PR#2 for Provenance DM

Fri Sep 6 09:43:49 CEST 2019

Hi Gerard,

On Thu, Sep 05, 2019 at 06:32:20PM +0000, Gerard Lemson wrote:
[provDM relevant stuff moved up here]
> One more thing. VO-DML does not say too much about *how* the
> attribute's value should identify the semantic concept.  This is a
> serialization issue. May also depend on the nature of the
> vocabulary maybe? In SKOS we assumed a URI.  Or, if the
> vocabularyURI was set in the model, the prefLabel of the concept
> might be sufficient.

I'm bit relieved you consider the question of term representation
rather open, because as I said I'd rather not dump long URIs into
fields humans might look at unless we had to (and even then I'd much
rather introduce "readable" abbreviations like, say, CURIEs with
sensible prefix definitions).

In the presence of SemanticConcept/@vocabularyURI, however, we
clearly don't *need* full URIs because the vocabularyURI is a fixed
prefix.  I'd still not use the prefLabel to identify the concrete
term, because you can't use them to build the URIs with which you can
go and look up the term's properties (plus, at least in principle,
there's no uniqueness guarantees on labels).

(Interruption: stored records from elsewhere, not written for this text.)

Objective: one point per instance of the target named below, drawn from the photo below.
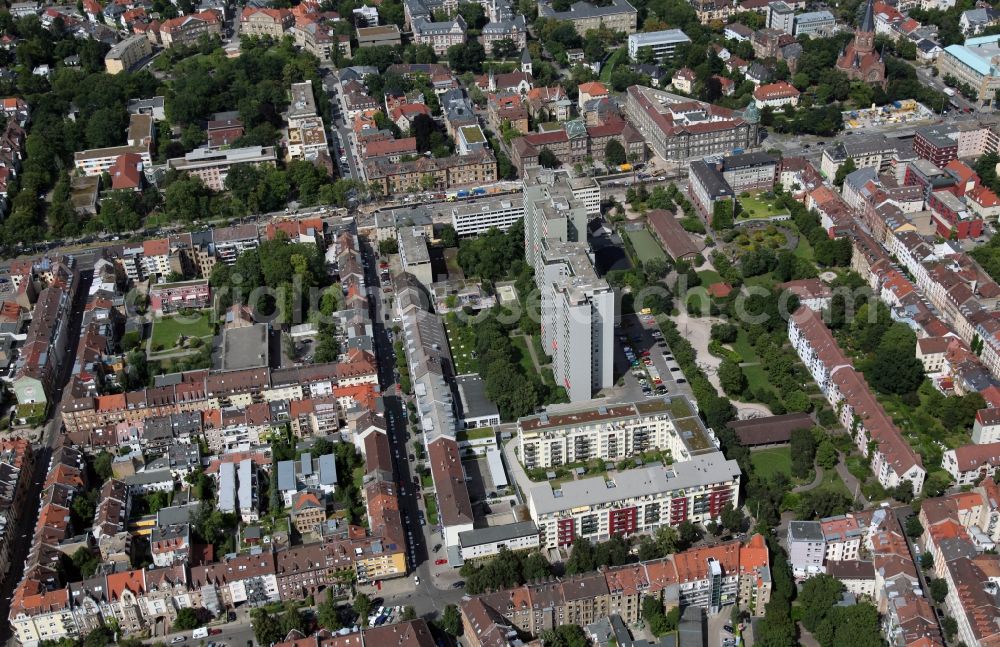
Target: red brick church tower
(859, 60)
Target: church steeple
(864, 36)
(867, 23)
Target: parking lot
(642, 357)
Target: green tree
(451, 621)
(266, 628)
(817, 597)
(102, 465)
(449, 238)
(652, 613)
(328, 615)
(548, 159)
(466, 57)
(939, 589)
(565, 636)
(614, 153)
(803, 452)
(582, 558)
(732, 518)
(362, 606)
(187, 619)
(913, 527)
(731, 377)
(827, 455)
(950, 627)
(843, 171)
(688, 533)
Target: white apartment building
(551, 211)
(806, 548)
(578, 307)
(662, 43)
(892, 459)
(587, 191)
(986, 428)
(578, 320)
(634, 501)
(842, 535)
(138, 141)
(487, 542)
(414, 255)
(476, 217)
(212, 165)
(613, 432)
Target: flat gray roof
(699, 471)
(227, 487)
(413, 245)
(805, 531)
(585, 10)
(472, 395)
(245, 347)
(493, 534)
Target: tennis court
(645, 246)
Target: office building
(414, 255)
(476, 217)
(376, 36)
(613, 433)
(679, 129)
(974, 64)
(578, 307)
(815, 23)
(662, 43)
(618, 15)
(635, 501)
(781, 17)
(126, 54)
(806, 548)
(212, 166)
(439, 35)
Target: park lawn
(804, 250)
(462, 341)
(756, 376)
(755, 206)
(609, 67)
(765, 281)
(708, 277)
(768, 462)
(524, 357)
(833, 482)
(451, 263)
(168, 330)
(646, 247)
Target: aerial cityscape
(500, 323)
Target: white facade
(662, 43)
(479, 216)
(487, 542)
(610, 433)
(635, 501)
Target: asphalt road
(43, 453)
(426, 599)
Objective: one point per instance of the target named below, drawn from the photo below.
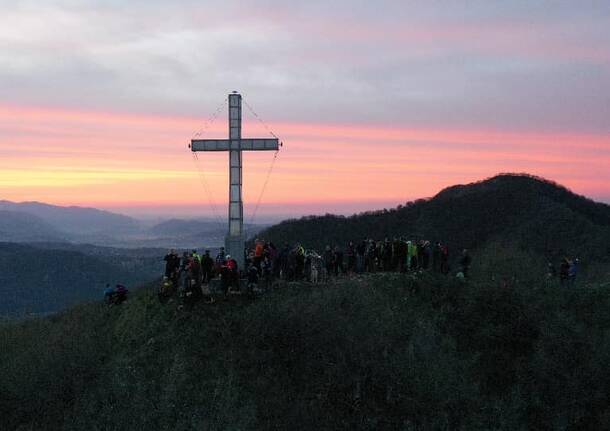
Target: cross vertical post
(235, 239)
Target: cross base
(235, 246)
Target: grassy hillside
(528, 211)
(378, 352)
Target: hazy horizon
(375, 104)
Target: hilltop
(521, 210)
(375, 352)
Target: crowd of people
(191, 273)
(265, 263)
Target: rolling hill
(524, 211)
(38, 279)
(379, 352)
(16, 226)
(75, 220)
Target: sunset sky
(376, 102)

So, my take would be that somewhere we should have some language
like:

  When SemanticConcept/@vocabularyURI is given, the full term URI is
  obtained by concatenating the vocabularyURI with the attribute
  value.

VO-DML itself would be a good place.  Perhaps we could put it on the
VO-DML_1_0-Next page (that should exist anyway by DocStd 2.0) for now?

And with this, ProvDM would just put the vocabulary URIs into the
VO-DML, mention them in the text, perhaps mention the initial terms
(people wanted that in VOResource), and then have nice-looking, short
terms in their annotations.  I, for one, like it.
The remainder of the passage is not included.